The chief figures mainly responsible for, and immediately concerned with, this ghastly tragedy were the envious and hypocritical Amír Arslán Khán, the Majdu’d-Dawlih, a maternal uncle of Násiri’d-Dín Sháh, and his associates, the Sadru’d-Dawliy-i-Isfahání and Muhammad Khán, the Amír-Túmán, who were assisted, on the one hand, by substantial military reinforcements dispatched by order of the Amír-Nizám, and aided, on the other, by the enthusiastic moral support of the entire ecclesiastical body in Zanján. 

- Shoghi Effendi  (Chapter 3, ‘God Passes By’)

7/18/22

Zanján’s “violent tempest”: “Hujjat… together with no less than eighteen hundred of his fellow-disciples, drained the cup of martyrdom”

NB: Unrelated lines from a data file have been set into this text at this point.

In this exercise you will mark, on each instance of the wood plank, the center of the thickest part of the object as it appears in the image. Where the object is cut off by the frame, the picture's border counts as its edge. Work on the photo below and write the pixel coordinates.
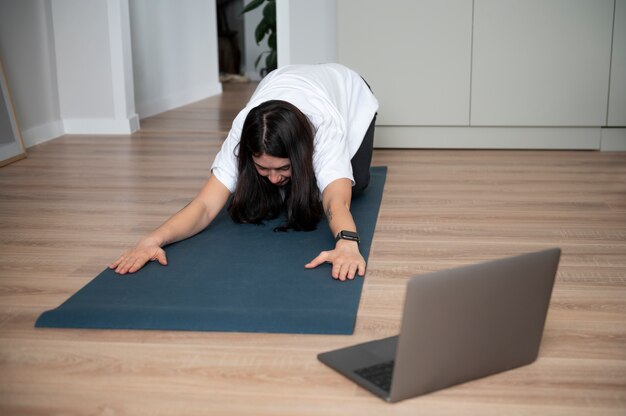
(76, 202)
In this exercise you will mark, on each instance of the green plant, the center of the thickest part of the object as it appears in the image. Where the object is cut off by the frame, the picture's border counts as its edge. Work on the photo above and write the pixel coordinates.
(266, 27)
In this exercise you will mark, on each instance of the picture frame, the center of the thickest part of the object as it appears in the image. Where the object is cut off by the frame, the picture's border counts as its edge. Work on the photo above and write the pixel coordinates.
(11, 143)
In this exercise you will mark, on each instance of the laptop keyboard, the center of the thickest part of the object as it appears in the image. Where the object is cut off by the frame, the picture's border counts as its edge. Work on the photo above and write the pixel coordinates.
(378, 374)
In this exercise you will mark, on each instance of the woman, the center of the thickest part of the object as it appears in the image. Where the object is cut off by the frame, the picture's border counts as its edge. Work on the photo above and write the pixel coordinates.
(306, 133)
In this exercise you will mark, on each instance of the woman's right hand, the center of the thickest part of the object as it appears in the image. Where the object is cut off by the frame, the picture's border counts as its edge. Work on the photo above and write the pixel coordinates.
(134, 259)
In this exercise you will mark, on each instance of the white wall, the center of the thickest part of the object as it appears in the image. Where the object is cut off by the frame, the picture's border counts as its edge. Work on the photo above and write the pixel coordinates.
(307, 31)
(175, 54)
(93, 78)
(69, 63)
(251, 49)
(27, 53)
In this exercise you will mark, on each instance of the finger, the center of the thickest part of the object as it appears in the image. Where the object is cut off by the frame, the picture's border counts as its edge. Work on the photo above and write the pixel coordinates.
(162, 258)
(321, 258)
(340, 271)
(352, 271)
(136, 265)
(117, 262)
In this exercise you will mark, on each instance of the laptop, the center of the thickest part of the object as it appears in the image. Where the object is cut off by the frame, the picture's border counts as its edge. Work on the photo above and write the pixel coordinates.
(457, 325)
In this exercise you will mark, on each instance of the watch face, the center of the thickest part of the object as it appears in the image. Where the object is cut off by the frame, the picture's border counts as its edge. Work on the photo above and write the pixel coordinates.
(348, 235)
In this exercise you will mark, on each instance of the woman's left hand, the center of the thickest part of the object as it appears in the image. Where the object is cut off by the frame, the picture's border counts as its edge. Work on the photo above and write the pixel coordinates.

This turmoil, so ravaging, so distressing, had hardly subsided when another conflagration, even more devastating than the two previous upheavals, was kindled in Zanján and its immediate surroundings. Unprecedented in both its duration and in the number of those who were swept away by its fury, this violent tempest that broke out in the west of Persia, and in which Mullá Muḥammad-‘Alíy-i-Zanjání, surnamed Ḥujjat, one of the ablest and most formidable champions of the Faith, together with no less than eighteen hundred of his fellow-disciples, drained the cup of martyrdom, defined more sharply than ever the unbridgeable gulf that separated the torchbearers of the newborn Faith from the civil and ecclesiastical exponents of a gravely shaken Order. 

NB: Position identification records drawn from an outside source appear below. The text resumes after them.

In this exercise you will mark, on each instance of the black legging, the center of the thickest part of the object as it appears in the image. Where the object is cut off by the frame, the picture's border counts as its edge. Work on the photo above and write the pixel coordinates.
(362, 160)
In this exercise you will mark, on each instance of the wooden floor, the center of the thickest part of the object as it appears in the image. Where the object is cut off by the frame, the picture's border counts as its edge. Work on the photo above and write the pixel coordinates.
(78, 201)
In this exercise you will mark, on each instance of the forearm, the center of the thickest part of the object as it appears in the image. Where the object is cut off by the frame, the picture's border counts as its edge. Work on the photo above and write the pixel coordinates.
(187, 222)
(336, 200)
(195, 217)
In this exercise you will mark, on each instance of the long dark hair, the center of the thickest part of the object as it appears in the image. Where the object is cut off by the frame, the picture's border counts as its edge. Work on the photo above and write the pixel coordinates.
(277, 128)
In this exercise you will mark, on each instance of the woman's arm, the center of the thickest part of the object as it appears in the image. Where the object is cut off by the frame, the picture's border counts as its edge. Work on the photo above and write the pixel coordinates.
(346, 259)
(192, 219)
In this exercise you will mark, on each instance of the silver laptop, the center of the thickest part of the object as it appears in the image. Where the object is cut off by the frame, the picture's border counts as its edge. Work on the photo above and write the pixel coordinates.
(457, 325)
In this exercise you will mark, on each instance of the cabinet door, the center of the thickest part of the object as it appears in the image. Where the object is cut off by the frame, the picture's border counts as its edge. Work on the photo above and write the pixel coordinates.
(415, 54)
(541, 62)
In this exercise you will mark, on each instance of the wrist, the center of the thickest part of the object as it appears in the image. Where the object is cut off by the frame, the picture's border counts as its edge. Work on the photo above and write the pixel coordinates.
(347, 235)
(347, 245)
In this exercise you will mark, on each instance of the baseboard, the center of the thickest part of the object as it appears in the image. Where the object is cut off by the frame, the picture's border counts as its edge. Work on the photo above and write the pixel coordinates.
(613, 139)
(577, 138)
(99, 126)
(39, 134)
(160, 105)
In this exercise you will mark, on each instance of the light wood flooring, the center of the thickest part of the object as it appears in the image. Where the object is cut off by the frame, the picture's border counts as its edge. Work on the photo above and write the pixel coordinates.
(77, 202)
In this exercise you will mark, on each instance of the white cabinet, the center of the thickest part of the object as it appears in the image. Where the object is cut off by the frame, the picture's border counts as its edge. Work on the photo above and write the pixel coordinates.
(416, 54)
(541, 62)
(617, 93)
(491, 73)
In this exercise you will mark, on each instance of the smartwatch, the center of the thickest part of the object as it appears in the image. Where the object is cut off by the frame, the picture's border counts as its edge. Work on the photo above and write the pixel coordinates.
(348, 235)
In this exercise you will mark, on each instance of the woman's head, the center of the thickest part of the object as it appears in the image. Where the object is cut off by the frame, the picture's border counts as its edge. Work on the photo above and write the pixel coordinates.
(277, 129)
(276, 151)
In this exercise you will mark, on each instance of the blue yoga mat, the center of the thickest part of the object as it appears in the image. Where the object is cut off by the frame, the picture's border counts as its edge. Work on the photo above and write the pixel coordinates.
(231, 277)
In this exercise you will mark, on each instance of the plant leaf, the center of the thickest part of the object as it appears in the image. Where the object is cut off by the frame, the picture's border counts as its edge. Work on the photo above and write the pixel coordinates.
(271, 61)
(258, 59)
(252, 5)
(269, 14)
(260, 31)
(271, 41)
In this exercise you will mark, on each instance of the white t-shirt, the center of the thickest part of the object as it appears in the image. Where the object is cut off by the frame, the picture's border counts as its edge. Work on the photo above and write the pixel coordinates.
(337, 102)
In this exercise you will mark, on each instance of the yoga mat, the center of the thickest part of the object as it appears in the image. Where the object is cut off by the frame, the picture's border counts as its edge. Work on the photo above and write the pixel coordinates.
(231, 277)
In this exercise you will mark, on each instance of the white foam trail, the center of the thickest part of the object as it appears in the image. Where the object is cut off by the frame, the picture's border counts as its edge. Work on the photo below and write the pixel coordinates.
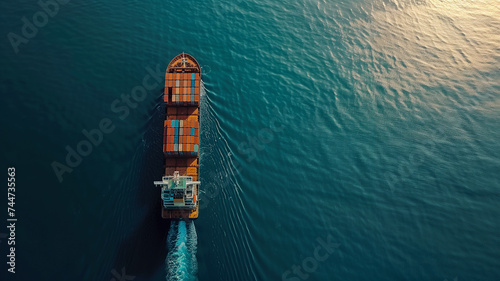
(181, 264)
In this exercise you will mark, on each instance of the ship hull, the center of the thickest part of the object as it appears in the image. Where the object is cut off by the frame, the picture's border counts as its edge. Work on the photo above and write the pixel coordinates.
(181, 138)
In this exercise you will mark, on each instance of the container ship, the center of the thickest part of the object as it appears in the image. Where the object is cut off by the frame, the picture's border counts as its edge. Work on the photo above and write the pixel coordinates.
(181, 139)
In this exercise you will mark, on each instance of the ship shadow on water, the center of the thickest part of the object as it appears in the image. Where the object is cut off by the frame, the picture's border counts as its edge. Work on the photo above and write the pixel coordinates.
(143, 253)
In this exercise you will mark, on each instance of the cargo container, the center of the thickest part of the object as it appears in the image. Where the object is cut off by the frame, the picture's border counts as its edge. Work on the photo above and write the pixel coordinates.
(181, 130)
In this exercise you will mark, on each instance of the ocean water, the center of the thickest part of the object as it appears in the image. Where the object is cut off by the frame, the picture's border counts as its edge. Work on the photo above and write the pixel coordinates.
(341, 140)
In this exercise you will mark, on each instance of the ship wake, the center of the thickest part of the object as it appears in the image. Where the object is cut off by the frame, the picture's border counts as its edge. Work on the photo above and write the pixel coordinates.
(181, 264)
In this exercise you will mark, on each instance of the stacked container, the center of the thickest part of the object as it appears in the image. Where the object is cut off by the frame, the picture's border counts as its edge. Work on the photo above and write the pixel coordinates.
(182, 88)
(181, 137)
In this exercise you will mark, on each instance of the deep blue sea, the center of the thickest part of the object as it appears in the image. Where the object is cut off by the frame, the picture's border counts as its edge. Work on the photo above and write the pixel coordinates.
(341, 140)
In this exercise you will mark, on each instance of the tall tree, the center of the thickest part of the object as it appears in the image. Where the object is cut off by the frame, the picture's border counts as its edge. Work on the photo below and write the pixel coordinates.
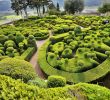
(74, 6)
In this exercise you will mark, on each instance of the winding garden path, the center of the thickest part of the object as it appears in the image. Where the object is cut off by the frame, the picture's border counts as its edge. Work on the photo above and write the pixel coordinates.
(34, 58)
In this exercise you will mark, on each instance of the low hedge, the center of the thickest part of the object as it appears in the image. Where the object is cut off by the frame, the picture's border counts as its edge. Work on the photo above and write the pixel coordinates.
(87, 76)
(11, 89)
(28, 53)
(17, 69)
(56, 81)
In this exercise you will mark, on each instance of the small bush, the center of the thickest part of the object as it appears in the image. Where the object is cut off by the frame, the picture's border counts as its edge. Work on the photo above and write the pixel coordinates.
(67, 53)
(56, 81)
(17, 69)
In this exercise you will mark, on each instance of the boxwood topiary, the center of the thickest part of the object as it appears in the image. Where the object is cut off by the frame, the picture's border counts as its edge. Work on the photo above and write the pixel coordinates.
(67, 53)
(56, 81)
(17, 69)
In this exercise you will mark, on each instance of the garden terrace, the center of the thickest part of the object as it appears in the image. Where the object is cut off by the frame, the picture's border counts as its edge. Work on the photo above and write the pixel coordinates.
(15, 89)
(78, 56)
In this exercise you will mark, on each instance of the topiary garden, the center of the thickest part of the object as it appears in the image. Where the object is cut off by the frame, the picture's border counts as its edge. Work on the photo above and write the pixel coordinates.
(78, 50)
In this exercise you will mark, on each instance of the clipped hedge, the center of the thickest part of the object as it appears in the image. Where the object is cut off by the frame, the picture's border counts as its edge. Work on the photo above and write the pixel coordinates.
(11, 89)
(17, 69)
(88, 76)
(56, 81)
(28, 53)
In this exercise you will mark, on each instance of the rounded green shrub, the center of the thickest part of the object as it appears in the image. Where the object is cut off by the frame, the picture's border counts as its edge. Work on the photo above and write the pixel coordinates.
(19, 38)
(17, 69)
(9, 43)
(67, 53)
(77, 30)
(3, 38)
(56, 81)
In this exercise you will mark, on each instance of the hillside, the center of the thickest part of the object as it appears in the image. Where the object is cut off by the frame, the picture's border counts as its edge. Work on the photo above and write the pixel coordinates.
(5, 5)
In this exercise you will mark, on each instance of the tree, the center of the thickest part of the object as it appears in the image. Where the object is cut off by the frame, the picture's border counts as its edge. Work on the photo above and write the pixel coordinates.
(73, 6)
(58, 7)
(105, 8)
(18, 6)
(43, 9)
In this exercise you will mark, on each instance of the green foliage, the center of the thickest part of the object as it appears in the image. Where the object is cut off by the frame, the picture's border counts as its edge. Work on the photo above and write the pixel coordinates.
(67, 53)
(19, 38)
(77, 30)
(17, 69)
(3, 38)
(74, 6)
(38, 82)
(15, 89)
(56, 81)
(105, 8)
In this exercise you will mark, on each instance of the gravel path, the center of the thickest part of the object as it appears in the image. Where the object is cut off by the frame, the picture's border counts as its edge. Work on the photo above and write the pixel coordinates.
(33, 60)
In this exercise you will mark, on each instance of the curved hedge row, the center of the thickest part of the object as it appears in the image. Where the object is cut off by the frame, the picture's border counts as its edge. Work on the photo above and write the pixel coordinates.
(88, 76)
(17, 69)
(11, 89)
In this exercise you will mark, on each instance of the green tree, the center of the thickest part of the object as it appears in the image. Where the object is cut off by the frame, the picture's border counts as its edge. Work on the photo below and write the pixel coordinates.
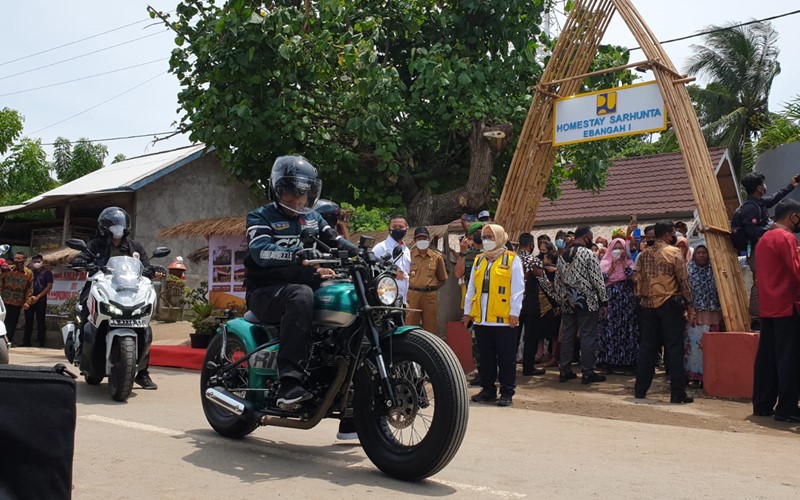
(740, 63)
(399, 103)
(72, 162)
(10, 128)
(25, 173)
(393, 99)
(783, 128)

- Shoghi Effendi  (Chapter 3, ‘God Passes By’)

7/8/22

The “fierce onslaught on the defenseless Bábís” of Nayriz

And finally, it brought in its wake, with the aid of no less than five thousand men, specially commissioned for this purpose, a general and fierce onslaught on the defenseless Bábís, whose possessions were confiscated, whose houses were destroyed, whose stronghold was burned to the ground, whose women and children were captured, and some of whom, stripped almost naked, were mounted on donkeys, mules and camels, and led through rows of heads hewn from the lifeless bodies of their fathers, brothers, sons and husbands, who previously had been either branded, or had their nails torn out, or had been lashed to death, or had spikes hammered into their hands and feet, or had incisions made in their noses through which strings were passed, and by which they were led through the streets before the gaze of an irate and derisive multitude.